They had crossbar technology in their telephone exchanges back in 1940! The British Commonwealth was still using step-by-step tech in theirs until much later, with my country, New Zealand, only getting crossbar in the 1980's! I worked on both types, as well as the microprocessor-based tech that replaced it in the 1990's.
I worked at "Western Electric" in the late '50's. When I lived in northern WI even till the early 60's, we had 10 party lines~~the greatest source of info for the town gossipers. LMAO
We had a party line of 5 in the late 70's just outside of Madison in the subdivision. It had to be one of the last offered because it was gone a few years later and mom was still pinching pennies.
My mother- in- law still thinks she's on a 10 party phone. When she answers the phone with "Are you there?" and talks real loud like the local battery on the phone is getting flat.
I remember being able to get an operator by pressing the 0 even in the 90s. Think that you still can get one on landline service with some carriers, for international long distance
I was a long distance operator for about 18 years. I started with Southern Bell which became South Central Bell. I transferred to Southwestern Bell which later became AT&T. The lower rates began at 5:00 p.m. and they got very low at 11:00 p.m. The cheap rates were in effect from Friday night until Monday morning. I hated the job most of the time, but I look back on those days fondly now. The job wasn't so bad after all.
Thank you for posting this. Back then, I never could figure out those silly dials. I went many years without making a phone call after those things came out.
He kinda did when talking to his friend Ed at about 2:40 telling him that there were airplanes doing skywriting over the town to hoax the eyedroppers on the line who were muffling the signal.
16:10 I liked when Grampa silently chastised the nosy neighbor. When that woman wasn't collecting dirt by way of phone, she was probably sitting in her front window scouting her street for any activity she disapproved of.
1940 - 30 minutes to show people how to spin a dial. 2020- smartphones, thousands of apps, phone settings, viruses, operating systems and no instruction manuals for any of it.
What people fail to realize is we no longer use telephones. It's called a "Smartphone" but it's really a computer with a program (app) to allow you to communicate with other devices with the same technology. Many "smartphones" are more powerful than the desktop/laptop you are using in the house.
I had mine for three years before a friend showed me that it had a flashlight feature. There are no doubt lots of things that it can do that I don't just don't know how to do, but am unaware exist.

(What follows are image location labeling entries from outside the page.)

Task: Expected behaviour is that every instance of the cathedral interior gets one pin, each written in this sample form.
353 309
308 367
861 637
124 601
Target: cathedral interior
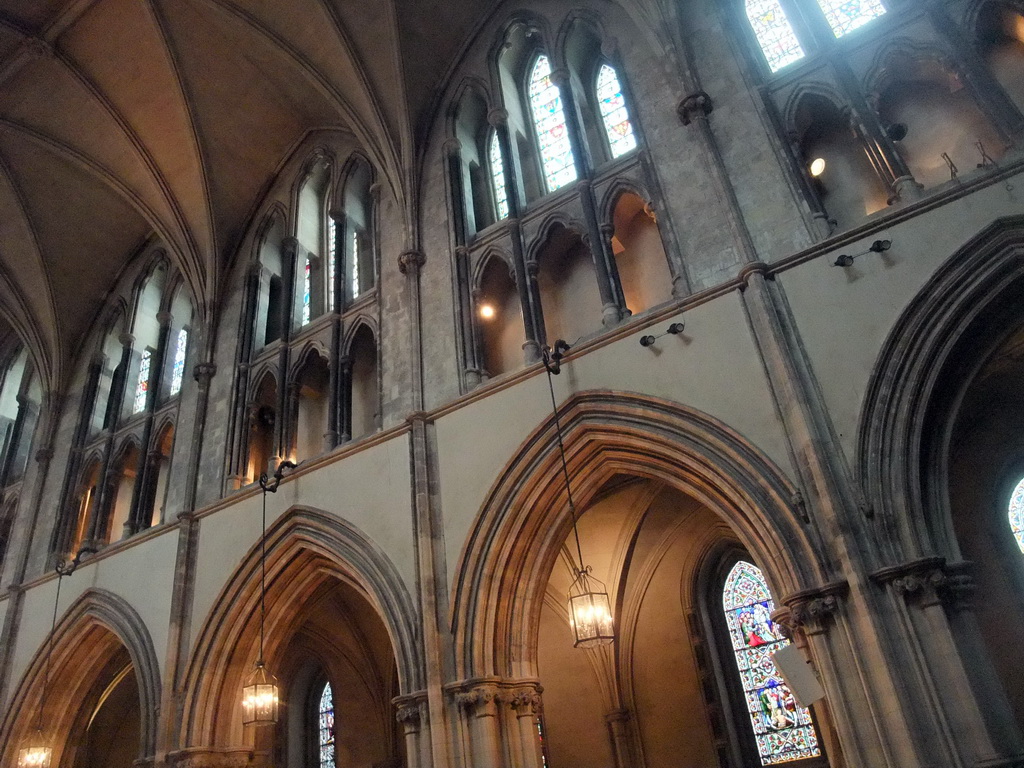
511 383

Why didn't it come with an instruction book?
To really get a grip on how old this is, this was made back in 1940. Both of my parents were born in 1941 and both passed away when they were around 80. 😮
Yeah, I wonder how long between the release of the new system with that awful dialtone till they changed it to the one I was familiar with in the 60s, or a less irritating one before the 60s version, due to complaints from the public about how awful it was. I can't imagine picking up a phone and hearing that sound.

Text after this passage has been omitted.